OREANDA-NEWS. S&P Global Ratings said today it affirmed its 'B' corporate credit rating on Jersey City, N. J.-based Datapipe Inc. The outlook is stable.

At the same time, we affirmed our 'B' issue-level rating, with a recovery rating of '3', on the company's senior secured revolving credit facility and first-lien term loan. The '3' recovery rating indicates our expectation of substantial (50%-70%; upper half of the range) recovery for lenders in the event of a payment default.

In addition, we affirmed our 'CCC+' issue-level rating, with a recovery rating of '6', on the company's secured second-lien term loan. The '6' recovery rating indicates our expectation for negligible (0%-10%) recovery for lenders in the event of a payment default.

"The stable outlook reflects our expectation that Datapipe's high leverage, expected to be in the low-8x area in 2016, will moderately decline to around 7x in 2017, benefiting from organic EBITDA growth and potential acquisitions," said S&P Global Ratings credit analyst Rose Askinazi. "The stable outlook also incorporates our expectation that liquidity will remain adequate over the next 12 months."

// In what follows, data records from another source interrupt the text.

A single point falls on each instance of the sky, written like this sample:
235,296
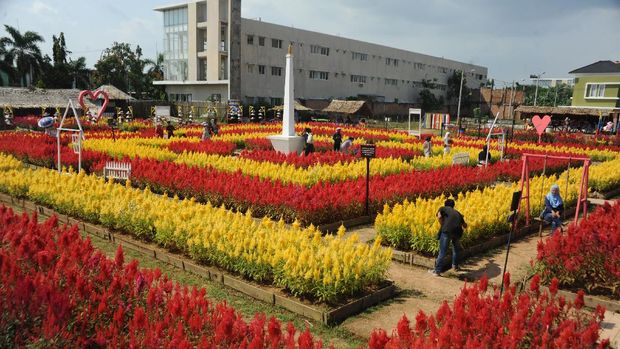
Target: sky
513,39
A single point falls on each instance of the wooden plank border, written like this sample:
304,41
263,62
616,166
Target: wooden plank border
321,313
413,258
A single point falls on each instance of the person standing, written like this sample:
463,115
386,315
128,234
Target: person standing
554,207
451,228
206,132
170,130
447,143
483,156
309,141
337,137
427,147
159,130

We could lower the rating over the next 12 months if liquidity narrows without a credible path for improvement. Such a scenario would likely result from a degradation in operating performance, resulting from higher churn and pricing pressure due to intensifying competitive pressure in the cloud and managed services space from larger, better-capitalized peers, leading to ongoing negative FOCF and reduced availability under the revolving credit facility. We are willing to tolerate short-term spikes in leverage above 7x for meaningful acquisitions that strengthen the company's competitive position and scale as long as the company maintains adequate liquidity with interest coverage above 1.5x.

Although unlikely over the next 12 months, we could raise the rating if operating performance exceeded our base-case assumptions, leading to a decline in adjusted leverage below 5x on a sustained basis. Given ownership considerations, an upgrade would also require a longer-term financial policy supportive of improved credit metrics.